We believe that a combination of apprenticeship-based training, proficiency-based curricula, valid assessment tools, training models, and new technologies (e.g., surgical simulators) is of foremost importance to improve training in EES. Training interventions should be rigorously investigated and validated by assessing their impact on surgical outcomes.
Conclusions
Endoscopic endonasal pituitary and cranial base surgery have been successfully performed using a variety of different surgical techniques. The lack of a standard technique, however, may be a relevant issue in teaching endoscopic endonasal techniques to novice surgeons.
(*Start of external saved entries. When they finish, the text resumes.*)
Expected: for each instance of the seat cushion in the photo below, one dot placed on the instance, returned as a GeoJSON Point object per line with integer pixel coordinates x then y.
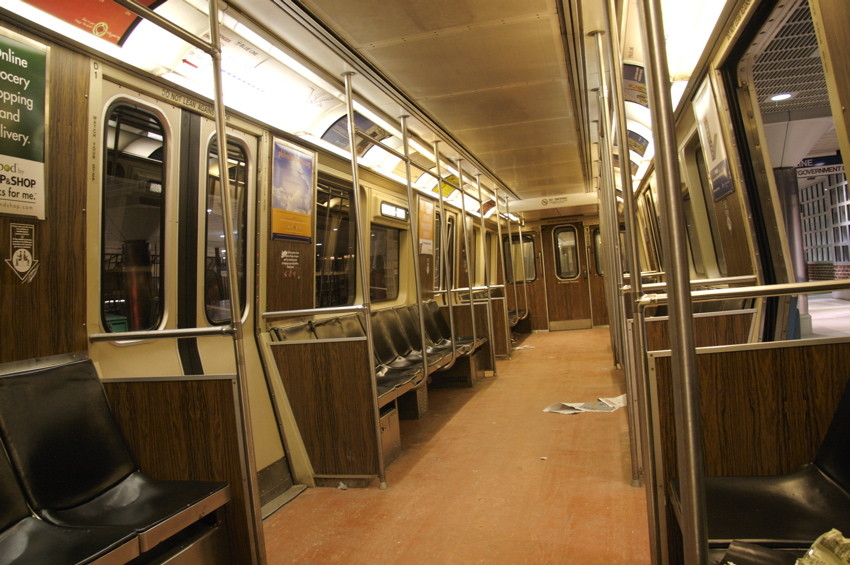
{"type": "Point", "coordinates": [137, 502]}
{"type": "Point", "coordinates": [33, 541]}
{"type": "Point", "coordinates": [776, 511]}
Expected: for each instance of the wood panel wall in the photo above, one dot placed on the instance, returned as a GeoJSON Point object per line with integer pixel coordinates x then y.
{"type": "Point", "coordinates": [329, 387]}
{"type": "Point", "coordinates": [714, 329]}
{"type": "Point", "coordinates": [189, 430]}
{"type": "Point", "coordinates": [47, 316]}
{"type": "Point", "coordinates": [764, 411]}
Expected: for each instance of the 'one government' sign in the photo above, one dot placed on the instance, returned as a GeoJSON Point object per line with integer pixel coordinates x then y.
{"type": "Point", "coordinates": [23, 71]}
{"type": "Point", "coordinates": [818, 166]}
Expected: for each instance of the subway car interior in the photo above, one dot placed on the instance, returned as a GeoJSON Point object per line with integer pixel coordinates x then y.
{"type": "Point", "coordinates": [463, 326]}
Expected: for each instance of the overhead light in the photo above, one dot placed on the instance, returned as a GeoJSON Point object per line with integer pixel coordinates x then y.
{"type": "Point", "coordinates": [781, 97]}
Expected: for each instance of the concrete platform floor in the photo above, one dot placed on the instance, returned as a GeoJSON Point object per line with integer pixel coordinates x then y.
{"type": "Point", "coordinates": [487, 477]}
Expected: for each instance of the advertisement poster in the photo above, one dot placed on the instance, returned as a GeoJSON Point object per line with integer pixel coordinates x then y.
{"type": "Point", "coordinates": [23, 78]}
{"type": "Point", "coordinates": [106, 20]}
{"type": "Point", "coordinates": [293, 182]}
{"type": "Point", "coordinates": [426, 226]}
{"type": "Point", "coordinates": [634, 85]}
{"type": "Point", "coordinates": [711, 138]}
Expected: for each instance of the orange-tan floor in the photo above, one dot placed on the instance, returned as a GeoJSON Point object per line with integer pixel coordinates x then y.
{"type": "Point", "coordinates": [487, 477]}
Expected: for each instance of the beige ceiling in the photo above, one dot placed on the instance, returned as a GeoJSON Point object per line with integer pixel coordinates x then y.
{"type": "Point", "coordinates": [493, 73]}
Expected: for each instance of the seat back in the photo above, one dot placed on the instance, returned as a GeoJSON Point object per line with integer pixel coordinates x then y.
{"type": "Point", "coordinates": [435, 325]}
{"type": "Point", "coordinates": [410, 323]}
{"type": "Point", "coordinates": [296, 332]}
{"type": "Point", "coordinates": [832, 457]}
{"type": "Point", "coordinates": [385, 352]}
{"type": "Point", "coordinates": [61, 436]}
{"type": "Point", "coordinates": [396, 332]}
{"type": "Point", "coordinates": [13, 506]}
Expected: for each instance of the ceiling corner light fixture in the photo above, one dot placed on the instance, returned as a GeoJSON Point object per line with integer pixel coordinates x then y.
{"type": "Point", "coordinates": [781, 97]}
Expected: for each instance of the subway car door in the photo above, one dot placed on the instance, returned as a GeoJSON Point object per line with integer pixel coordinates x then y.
{"type": "Point", "coordinates": [205, 299]}
{"type": "Point", "coordinates": [567, 286]}
{"type": "Point", "coordinates": [132, 215]}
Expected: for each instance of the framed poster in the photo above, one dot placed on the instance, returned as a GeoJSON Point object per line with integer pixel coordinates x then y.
{"type": "Point", "coordinates": [23, 122]}
{"type": "Point", "coordinates": [293, 191]}
{"type": "Point", "coordinates": [106, 20]}
{"type": "Point", "coordinates": [711, 138]}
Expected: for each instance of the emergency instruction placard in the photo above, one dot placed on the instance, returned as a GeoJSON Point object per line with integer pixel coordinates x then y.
{"type": "Point", "coordinates": [23, 77]}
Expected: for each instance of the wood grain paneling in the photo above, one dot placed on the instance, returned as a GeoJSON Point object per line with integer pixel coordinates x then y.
{"type": "Point", "coordinates": [714, 329]}
{"type": "Point", "coordinates": [47, 316]}
{"type": "Point", "coordinates": [189, 429]}
{"type": "Point", "coordinates": [329, 387]}
{"type": "Point", "coordinates": [764, 411]}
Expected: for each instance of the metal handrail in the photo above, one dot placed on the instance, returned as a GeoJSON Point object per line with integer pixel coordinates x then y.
{"type": "Point", "coordinates": [697, 282]}
{"type": "Point", "coordinates": [312, 311]}
{"type": "Point", "coordinates": [751, 291]}
{"type": "Point", "coordinates": [162, 334]}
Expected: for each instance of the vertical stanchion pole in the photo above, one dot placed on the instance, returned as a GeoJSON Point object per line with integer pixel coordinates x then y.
{"type": "Point", "coordinates": [511, 247]}
{"type": "Point", "coordinates": [639, 403]}
{"type": "Point", "coordinates": [364, 280]}
{"type": "Point", "coordinates": [468, 255]}
{"type": "Point", "coordinates": [257, 542]}
{"type": "Point", "coordinates": [524, 269]}
{"type": "Point", "coordinates": [486, 253]}
{"type": "Point", "coordinates": [414, 243]}
{"type": "Point", "coordinates": [686, 385]}
{"type": "Point", "coordinates": [448, 273]}
{"type": "Point", "coordinates": [612, 229]}
{"type": "Point", "coordinates": [501, 250]}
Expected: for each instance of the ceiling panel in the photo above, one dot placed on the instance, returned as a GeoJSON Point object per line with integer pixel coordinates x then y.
{"type": "Point", "coordinates": [492, 73]}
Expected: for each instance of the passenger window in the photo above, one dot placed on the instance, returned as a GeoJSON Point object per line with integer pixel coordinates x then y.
{"type": "Point", "coordinates": [335, 246]}
{"type": "Point", "coordinates": [384, 263]}
{"type": "Point", "coordinates": [597, 252]}
{"type": "Point", "coordinates": [439, 279]}
{"type": "Point", "coordinates": [514, 254]}
{"type": "Point", "coordinates": [133, 216]}
{"type": "Point", "coordinates": [216, 261]}
{"type": "Point", "coordinates": [566, 252]}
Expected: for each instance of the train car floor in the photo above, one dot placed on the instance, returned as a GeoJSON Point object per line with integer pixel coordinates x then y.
{"type": "Point", "coordinates": [487, 477]}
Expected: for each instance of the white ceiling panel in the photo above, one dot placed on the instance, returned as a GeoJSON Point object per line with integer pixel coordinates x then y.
{"type": "Point", "coordinates": [492, 73]}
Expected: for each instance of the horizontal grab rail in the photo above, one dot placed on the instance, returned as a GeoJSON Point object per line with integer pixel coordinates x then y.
{"type": "Point", "coordinates": [312, 311]}
{"type": "Point", "coordinates": [698, 282]}
{"type": "Point", "coordinates": [751, 292]}
{"type": "Point", "coordinates": [162, 334]}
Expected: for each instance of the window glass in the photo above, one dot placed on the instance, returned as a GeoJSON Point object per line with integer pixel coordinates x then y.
{"type": "Point", "coordinates": [708, 196]}
{"type": "Point", "coordinates": [597, 252]}
{"type": "Point", "coordinates": [438, 251]}
{"type": "Point", "coordinates": [439, 277]}
{"type": "Point", "coordinates": [519, 258]}
{"type": "Point", "coordinates": [566, 252]}
{"type": "Point", "coordinates": [216, 261]}
{"type": "Point", "coordinates": [133, 212]}
{"type": "Point", "coordinates": [335, 246]}
{"type": "Point", "coordinates": [384, 263]}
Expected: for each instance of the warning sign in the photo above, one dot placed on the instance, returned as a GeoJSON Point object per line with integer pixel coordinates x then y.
{"type": "Point", "coordinates": [22, 252]}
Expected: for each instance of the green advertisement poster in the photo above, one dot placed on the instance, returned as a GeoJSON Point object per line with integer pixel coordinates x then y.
{"type": "Point", "coordinates": [23, 77]}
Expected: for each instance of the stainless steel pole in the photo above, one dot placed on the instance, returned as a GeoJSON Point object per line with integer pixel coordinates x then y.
{"type": "Point", "coordinates": [414, 243]}
{"type": "Point", "coordinates": [503, 262]}
{"type": "Point", "coordinates": [686, 387]}
{"type": "Point", "coordinates": [486, 256]}
{"type": "Point", "coordinates": [448, 273]}
{"type": "Point", "coordinates": [639, 401]}
{"type": "Point", "coordinates": [469, 254]}
{"type": "Point", "coordinates": [364, 279]}
{"type": "Point", "coordinates": [612, 227]}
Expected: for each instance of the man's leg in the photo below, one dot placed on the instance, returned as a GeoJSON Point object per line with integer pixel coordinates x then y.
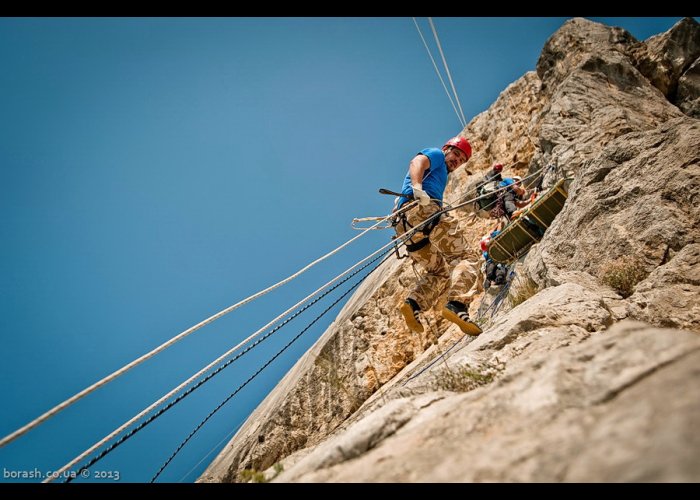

By using a laboratory-training model (CWTM), we conducted a blind evaluation of a comparative trial where three commonly used techniques were assessed by an expert in EES. We found that dynamic endoscopic and bimanual-binarial microdissection techniques had a significant positive impact on performance during EES training.
Acknowledgments
The authors wish to thank Wendy Fellows-Mayle, PhD, for her invaluable assistance during the dissections, and all trainees who were willing to perform the dissections.
Conflict of Interest The authors report no conflict of interest concerning the materials or methods used in this study or the findings specified in this article.
Note
Portions of this work were presented at the 24th Annual North American Skull Base Society Meeting in San Diego, California, on February 15, 2014.